Whilst most of our students like the digital workshops currently on offer, they feel they could be somewhat detached from the real industry requirements. Indeed, these workshops teach them how to use certain tools and features on particular pieces of software, but students are not always able to translate these skills into their own practices. They would like to have (more) master classes and / or live briefs from real practising industry experts, so our students can learn workflows commonly expected / used in their respective industries. Our students also think that the digital workshops could be much more educational if students were able to work on their actual work rather than working on the same tasks set by the workshop tutors
They welcomed the idea of blended learning / flipped classroom, something that has long been talked about. All students were in agreement that if we were to ‘prescribe’ them a list of online resources / videos that could teach them the basis of the software they need to learn, face to face contact time could be better used in working on their individual projects. However, they would only be interested in these onlines resources if they were short and to the point as they don’t want them to replace in person workshops. There is value to both types of learning and students want to see more of both happening simutaneously.
Some students feel that the current digital teaching they receive, both from technical workshops and their course tutors, can be too basic, particularly those who have worked in the industry before. Blended learning could help to solve this problem as beginners could start to build a foundation at their own time before attending face to face sessions.
My understanding of the overall of what our students were saying is that they feel the digital provision at the moment is good enough, but they want something that is more personal, something that is more aligned with the industries they want to get into.

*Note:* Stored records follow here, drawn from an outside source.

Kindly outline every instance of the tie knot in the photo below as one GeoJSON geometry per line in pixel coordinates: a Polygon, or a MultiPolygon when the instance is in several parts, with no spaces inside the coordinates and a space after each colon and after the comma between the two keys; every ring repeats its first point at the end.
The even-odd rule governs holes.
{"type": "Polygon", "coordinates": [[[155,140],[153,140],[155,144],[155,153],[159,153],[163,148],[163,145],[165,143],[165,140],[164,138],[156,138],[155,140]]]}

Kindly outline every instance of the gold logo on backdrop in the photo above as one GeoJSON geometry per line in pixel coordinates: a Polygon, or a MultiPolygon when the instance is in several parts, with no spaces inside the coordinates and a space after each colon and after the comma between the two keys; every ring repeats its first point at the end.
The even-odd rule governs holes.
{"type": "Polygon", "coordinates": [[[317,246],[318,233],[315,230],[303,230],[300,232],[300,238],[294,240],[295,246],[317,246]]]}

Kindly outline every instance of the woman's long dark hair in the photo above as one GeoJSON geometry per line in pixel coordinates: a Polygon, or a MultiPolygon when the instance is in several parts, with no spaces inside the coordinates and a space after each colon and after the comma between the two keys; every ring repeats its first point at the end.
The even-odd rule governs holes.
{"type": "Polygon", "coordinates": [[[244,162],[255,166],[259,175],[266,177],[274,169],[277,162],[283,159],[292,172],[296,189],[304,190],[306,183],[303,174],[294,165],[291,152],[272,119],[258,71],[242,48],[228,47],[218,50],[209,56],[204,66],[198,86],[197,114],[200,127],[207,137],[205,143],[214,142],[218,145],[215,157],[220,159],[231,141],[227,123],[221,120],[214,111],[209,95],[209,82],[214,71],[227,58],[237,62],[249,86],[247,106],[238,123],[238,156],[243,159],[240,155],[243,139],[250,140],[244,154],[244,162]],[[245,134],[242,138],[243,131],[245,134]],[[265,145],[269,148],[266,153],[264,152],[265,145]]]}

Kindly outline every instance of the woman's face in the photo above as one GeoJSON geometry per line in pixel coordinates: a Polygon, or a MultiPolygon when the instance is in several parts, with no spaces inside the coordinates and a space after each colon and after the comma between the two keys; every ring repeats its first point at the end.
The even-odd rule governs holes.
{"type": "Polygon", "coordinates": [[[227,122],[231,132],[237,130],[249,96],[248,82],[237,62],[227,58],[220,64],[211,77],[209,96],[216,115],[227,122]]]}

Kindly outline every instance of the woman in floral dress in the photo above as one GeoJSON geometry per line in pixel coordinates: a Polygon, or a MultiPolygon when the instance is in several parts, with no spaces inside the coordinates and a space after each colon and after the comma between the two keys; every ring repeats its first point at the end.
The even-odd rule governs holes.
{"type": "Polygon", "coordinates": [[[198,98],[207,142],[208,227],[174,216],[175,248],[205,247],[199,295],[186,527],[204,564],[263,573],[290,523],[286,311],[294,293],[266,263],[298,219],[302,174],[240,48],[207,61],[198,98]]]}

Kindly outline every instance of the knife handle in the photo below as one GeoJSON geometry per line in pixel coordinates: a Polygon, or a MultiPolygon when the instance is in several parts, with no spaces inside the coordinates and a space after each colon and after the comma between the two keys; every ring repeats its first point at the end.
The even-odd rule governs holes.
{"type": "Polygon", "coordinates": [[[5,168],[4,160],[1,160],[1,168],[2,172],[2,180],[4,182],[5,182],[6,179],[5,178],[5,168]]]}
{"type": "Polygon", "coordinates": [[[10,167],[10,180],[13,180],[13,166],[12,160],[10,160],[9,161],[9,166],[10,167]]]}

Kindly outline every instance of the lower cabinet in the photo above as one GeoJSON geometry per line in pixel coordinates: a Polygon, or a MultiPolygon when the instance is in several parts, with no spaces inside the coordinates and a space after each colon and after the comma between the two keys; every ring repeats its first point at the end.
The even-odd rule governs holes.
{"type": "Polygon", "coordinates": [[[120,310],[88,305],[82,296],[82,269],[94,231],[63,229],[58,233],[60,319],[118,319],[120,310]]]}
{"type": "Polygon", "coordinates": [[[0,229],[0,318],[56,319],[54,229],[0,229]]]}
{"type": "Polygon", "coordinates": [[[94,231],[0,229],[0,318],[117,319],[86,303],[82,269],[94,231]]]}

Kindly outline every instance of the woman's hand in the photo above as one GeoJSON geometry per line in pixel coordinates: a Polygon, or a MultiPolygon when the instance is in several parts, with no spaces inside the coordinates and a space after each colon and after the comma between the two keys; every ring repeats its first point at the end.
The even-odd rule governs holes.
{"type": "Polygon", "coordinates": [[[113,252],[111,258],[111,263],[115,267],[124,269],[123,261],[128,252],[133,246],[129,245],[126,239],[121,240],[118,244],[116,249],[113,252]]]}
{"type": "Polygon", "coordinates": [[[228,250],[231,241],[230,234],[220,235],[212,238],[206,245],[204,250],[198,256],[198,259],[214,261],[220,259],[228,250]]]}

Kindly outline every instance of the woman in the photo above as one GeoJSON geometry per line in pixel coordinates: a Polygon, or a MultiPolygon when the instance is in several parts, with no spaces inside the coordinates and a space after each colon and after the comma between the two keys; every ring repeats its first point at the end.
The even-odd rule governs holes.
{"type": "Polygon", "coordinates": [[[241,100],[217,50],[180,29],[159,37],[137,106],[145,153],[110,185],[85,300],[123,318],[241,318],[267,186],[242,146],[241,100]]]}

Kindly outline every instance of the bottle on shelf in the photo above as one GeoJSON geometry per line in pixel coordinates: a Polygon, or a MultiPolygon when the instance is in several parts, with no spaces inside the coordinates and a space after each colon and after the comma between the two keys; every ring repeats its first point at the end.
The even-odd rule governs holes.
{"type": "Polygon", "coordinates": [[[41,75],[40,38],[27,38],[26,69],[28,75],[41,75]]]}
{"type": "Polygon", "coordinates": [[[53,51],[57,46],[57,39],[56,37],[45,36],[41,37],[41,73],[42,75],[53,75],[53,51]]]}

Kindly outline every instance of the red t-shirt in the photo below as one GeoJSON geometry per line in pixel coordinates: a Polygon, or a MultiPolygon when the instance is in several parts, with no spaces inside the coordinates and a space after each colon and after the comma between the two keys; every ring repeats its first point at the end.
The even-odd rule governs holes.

Most importantly, something that can improve their employability, which is what the DCAF is ultimately designed for. If you try to understand the Framework in great details, you’d know that not only do they cover the so called hard skills like being proficient in the Adobe Suite or other software and digital tools. They also cover a digitally minded attitude, flexibility, ability to learn and adapt to new technology, as well as the universal required skills such as communication, engagement and resilience.
Overall, I hope this workshop has been of some use to our students and I believe it has, because students were taking photos of their maps for their own records. Some even asked for spare materials so they can do the activities again at a later stage.
I hope this workshop and to a larger extent, the DCAF could positively influence our students that learning digital doesn’t and shouldn’t be restricted to learning more software regardless of the actual relevance to their developments as artists and designers. I am fully aware of the fact that this might be an uphill struggle, particularly when a degree costs £30k+. Our students and their sponsors might lack patience and audacity to invest their somewhat limited time in ‘learning’ things that are harder to quantify, precisely those outlined in the DCAF
Today’s workshop, however, paints a slightly different picture than the one we are used to seeing or assuming; maybe, just maybe, our students are willing and prepared to take ‘a risk’ to learn something that is far less tangible but most certainly more robust.
Interestingly, for someone like myself, who was fortunate enough to only have to pay a small amount to go to university, a lot of the things described in the DCAF were things that we were encouraged to develop anyway. So maybe we ought to forget about the little annoying obstacle called tuition fees when planning what kind of teaching would really and truly benefit our students and just go with our hearts.
Teaching and Learning Exchange (2017), Digital Creative Attributes Handbook. London: University of the Arts London.